More hopefully, the historical relationships between GDP and employment loss could be dampened by smart policy, particularly policy that encouraged employers to engage in “labor hoarding” during the economic shutdown—keeping workers on payroll even at zero hours until the economy restarts. In recent decades, U.S. firms have been extremely disinterested in hoarding labor over recessions, instead jettisoning workers at the first sign of distress. This has been one manifestation of typical workers’ lack of labor market leverage in this time. But the recently passed CARES Act includes provisions that could encourage this labor hoarding. For one, firms can reduce hours—sometimes all the way to zero (furlough) and workers can have their wages recouped through UI benefits. Additionally, the $350 billion set aside for small business aid provides a powerful incentive for firms to maintain payroll throughout the crisis—if they do, generous loan terms become even more generous and are completely forgiven. The more firms hoard labor during the economic shutdown, the easier it will be to organize a rapid ramp-up of production once the social distancing measures ease. We should certainly hope these measures work and job losses are less than what the GDP forecasts might imply.
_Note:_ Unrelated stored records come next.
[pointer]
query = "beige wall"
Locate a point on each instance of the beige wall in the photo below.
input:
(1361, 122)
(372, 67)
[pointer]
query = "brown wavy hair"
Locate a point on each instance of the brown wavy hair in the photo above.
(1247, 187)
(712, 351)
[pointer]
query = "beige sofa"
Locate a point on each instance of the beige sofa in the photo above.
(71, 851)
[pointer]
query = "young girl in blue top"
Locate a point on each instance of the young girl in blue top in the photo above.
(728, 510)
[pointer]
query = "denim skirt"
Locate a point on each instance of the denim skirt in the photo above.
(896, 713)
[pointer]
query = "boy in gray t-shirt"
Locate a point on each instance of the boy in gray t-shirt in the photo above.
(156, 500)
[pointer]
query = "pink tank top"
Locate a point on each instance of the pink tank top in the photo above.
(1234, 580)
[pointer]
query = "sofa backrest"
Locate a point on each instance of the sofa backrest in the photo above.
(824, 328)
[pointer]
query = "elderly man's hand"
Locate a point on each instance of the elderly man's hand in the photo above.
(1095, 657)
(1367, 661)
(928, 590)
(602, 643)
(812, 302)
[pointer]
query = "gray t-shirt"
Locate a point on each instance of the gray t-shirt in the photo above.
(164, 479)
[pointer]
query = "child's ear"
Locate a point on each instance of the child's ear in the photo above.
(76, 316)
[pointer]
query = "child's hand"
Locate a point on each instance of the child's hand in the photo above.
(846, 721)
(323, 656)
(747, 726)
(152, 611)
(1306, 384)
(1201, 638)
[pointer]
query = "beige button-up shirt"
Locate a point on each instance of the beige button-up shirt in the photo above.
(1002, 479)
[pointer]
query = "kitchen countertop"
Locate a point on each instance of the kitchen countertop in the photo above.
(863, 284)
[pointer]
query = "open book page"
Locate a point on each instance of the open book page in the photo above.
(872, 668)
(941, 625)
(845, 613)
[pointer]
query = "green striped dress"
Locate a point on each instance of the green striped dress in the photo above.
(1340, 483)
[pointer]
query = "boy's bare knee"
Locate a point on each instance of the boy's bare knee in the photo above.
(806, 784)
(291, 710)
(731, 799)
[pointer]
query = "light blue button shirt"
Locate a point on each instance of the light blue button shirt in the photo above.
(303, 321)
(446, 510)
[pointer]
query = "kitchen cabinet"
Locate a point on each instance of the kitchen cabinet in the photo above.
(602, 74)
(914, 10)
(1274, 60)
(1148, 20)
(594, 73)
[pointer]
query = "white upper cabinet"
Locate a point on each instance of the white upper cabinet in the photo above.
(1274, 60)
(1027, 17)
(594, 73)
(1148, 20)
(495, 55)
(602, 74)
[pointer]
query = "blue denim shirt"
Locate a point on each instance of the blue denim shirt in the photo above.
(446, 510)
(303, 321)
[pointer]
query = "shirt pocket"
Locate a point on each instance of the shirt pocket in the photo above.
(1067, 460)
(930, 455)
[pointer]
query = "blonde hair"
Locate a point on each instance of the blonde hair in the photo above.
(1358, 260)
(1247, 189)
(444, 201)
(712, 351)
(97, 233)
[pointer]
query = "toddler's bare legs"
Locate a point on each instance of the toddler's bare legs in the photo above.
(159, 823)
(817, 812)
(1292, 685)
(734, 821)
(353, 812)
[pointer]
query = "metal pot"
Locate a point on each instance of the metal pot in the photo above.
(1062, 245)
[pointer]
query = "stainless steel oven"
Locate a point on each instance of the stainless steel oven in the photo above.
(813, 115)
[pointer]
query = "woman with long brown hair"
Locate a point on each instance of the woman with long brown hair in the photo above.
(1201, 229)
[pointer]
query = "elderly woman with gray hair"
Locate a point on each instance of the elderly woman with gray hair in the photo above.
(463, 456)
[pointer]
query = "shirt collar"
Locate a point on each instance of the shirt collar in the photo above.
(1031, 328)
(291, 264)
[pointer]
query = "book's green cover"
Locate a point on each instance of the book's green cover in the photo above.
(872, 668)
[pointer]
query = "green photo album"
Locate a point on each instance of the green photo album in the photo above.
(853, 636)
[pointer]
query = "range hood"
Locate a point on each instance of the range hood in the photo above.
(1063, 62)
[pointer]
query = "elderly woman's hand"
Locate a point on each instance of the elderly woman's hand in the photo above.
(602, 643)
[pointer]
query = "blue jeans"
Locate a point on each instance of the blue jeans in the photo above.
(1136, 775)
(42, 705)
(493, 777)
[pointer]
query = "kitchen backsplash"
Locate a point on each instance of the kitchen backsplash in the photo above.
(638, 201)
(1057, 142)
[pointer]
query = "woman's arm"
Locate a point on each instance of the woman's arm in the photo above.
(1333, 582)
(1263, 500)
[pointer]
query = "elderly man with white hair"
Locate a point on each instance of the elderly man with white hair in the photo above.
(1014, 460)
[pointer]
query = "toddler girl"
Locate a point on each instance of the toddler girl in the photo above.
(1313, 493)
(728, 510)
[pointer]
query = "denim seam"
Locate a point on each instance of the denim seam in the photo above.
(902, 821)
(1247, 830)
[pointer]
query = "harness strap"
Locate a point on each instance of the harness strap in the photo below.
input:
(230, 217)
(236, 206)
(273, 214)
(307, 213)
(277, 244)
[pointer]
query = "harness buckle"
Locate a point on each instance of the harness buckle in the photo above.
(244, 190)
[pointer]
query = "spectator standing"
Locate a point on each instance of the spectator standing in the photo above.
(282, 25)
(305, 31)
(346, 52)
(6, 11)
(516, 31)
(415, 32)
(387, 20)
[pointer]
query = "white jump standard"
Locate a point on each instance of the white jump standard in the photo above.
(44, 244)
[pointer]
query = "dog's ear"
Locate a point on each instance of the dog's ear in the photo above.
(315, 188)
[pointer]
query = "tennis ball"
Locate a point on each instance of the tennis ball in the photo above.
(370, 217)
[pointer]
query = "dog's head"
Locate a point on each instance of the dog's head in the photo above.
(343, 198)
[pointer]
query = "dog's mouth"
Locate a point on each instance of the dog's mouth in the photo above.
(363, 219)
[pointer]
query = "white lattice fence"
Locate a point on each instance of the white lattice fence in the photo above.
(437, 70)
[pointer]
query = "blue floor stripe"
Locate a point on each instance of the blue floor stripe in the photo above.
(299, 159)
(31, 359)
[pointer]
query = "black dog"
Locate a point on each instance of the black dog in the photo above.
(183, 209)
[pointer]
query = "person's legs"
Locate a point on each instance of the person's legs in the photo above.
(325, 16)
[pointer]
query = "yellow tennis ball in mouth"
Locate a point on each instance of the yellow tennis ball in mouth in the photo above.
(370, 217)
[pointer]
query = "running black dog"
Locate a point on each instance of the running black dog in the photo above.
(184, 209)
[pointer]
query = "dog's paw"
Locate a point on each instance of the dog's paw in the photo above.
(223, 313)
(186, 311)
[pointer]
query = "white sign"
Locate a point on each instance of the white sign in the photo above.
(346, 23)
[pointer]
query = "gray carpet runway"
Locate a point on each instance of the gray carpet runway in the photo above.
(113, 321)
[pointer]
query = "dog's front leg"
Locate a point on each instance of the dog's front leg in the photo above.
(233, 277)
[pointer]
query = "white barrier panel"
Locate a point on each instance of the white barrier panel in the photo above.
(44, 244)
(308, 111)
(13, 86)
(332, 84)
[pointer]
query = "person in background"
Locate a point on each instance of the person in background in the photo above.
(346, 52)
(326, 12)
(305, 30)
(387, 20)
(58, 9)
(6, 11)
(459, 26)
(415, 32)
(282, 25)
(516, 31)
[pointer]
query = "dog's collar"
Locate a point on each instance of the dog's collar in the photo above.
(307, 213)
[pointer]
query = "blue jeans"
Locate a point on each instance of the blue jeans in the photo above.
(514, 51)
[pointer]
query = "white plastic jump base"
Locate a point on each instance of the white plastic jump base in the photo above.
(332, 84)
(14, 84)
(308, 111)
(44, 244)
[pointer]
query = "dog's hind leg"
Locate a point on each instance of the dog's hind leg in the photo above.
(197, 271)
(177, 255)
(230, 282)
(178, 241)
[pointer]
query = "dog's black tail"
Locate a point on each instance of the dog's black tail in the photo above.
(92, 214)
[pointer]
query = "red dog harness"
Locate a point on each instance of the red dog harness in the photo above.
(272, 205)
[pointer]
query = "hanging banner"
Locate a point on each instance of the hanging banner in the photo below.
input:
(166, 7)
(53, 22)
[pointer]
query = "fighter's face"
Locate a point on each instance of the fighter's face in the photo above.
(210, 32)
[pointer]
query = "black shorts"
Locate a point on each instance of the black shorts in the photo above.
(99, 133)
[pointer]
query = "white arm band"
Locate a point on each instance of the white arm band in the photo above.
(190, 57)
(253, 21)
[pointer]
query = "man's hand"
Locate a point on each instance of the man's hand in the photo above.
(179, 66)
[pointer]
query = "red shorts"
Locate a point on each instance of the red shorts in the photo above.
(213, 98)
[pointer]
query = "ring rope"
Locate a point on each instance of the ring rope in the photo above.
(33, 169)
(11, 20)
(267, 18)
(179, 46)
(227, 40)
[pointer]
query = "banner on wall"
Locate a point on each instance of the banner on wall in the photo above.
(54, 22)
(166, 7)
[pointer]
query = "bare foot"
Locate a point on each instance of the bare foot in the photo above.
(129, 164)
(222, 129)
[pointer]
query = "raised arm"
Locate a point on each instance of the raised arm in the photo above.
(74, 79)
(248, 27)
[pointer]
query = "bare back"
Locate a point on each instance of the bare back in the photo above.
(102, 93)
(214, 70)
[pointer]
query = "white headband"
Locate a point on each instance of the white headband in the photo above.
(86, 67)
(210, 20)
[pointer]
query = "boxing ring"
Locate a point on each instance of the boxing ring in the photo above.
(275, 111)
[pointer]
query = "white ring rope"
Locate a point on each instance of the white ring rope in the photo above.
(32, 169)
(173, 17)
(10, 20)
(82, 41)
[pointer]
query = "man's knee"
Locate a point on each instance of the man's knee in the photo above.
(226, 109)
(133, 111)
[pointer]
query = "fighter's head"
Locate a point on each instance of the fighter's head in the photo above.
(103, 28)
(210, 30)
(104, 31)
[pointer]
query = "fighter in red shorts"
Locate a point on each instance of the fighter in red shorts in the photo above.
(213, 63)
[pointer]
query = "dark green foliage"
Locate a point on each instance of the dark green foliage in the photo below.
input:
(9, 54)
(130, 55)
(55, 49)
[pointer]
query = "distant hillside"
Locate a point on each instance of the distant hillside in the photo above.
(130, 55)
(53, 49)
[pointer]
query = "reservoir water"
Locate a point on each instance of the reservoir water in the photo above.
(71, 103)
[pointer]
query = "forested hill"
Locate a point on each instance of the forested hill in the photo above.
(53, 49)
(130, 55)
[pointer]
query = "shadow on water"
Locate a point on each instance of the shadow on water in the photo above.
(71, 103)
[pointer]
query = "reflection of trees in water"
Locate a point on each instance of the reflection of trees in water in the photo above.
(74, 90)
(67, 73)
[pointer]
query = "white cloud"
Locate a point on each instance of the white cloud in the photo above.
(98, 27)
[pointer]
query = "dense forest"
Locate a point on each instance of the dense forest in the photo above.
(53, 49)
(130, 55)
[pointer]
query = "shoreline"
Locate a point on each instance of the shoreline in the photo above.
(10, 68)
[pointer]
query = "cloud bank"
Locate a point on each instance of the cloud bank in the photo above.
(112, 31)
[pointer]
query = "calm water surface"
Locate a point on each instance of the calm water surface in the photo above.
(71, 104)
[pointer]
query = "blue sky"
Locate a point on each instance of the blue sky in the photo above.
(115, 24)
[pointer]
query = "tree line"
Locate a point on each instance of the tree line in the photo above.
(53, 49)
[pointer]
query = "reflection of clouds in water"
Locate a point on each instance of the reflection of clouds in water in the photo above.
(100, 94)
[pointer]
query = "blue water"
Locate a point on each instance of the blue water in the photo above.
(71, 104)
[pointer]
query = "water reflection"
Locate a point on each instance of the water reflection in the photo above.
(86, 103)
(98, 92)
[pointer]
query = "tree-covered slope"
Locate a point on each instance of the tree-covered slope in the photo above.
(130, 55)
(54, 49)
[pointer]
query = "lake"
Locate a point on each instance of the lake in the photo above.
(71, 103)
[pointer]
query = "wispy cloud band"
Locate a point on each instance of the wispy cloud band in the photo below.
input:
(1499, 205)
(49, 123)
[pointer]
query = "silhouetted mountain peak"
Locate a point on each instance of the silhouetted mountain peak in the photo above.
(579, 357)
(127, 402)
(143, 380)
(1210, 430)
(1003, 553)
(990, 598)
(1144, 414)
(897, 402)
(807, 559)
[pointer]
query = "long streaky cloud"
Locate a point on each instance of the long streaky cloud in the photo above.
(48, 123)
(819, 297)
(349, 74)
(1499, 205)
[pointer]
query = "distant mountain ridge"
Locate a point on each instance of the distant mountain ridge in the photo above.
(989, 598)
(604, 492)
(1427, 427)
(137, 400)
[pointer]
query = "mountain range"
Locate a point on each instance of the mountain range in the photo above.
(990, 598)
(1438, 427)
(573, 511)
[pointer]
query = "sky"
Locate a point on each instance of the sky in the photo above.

The Goldman Sachs forecasts are consistent with substantial labor hoarding. They see unemployment reaching nearly 15% soon after June—a level consistent with job losses of at least 18 million workers, all else equal. Yet they forecast payroll employment to fall by only 5 million workers in the second quarter of this year. The only way these numbers really hang together is if many workers are on temporary layoff or furlough (and hence are counted as unemployed in household surveys where workers are asked their status) yet still appear on the payroll of firms (which are the surveyed unit for calculating total employment in the United States).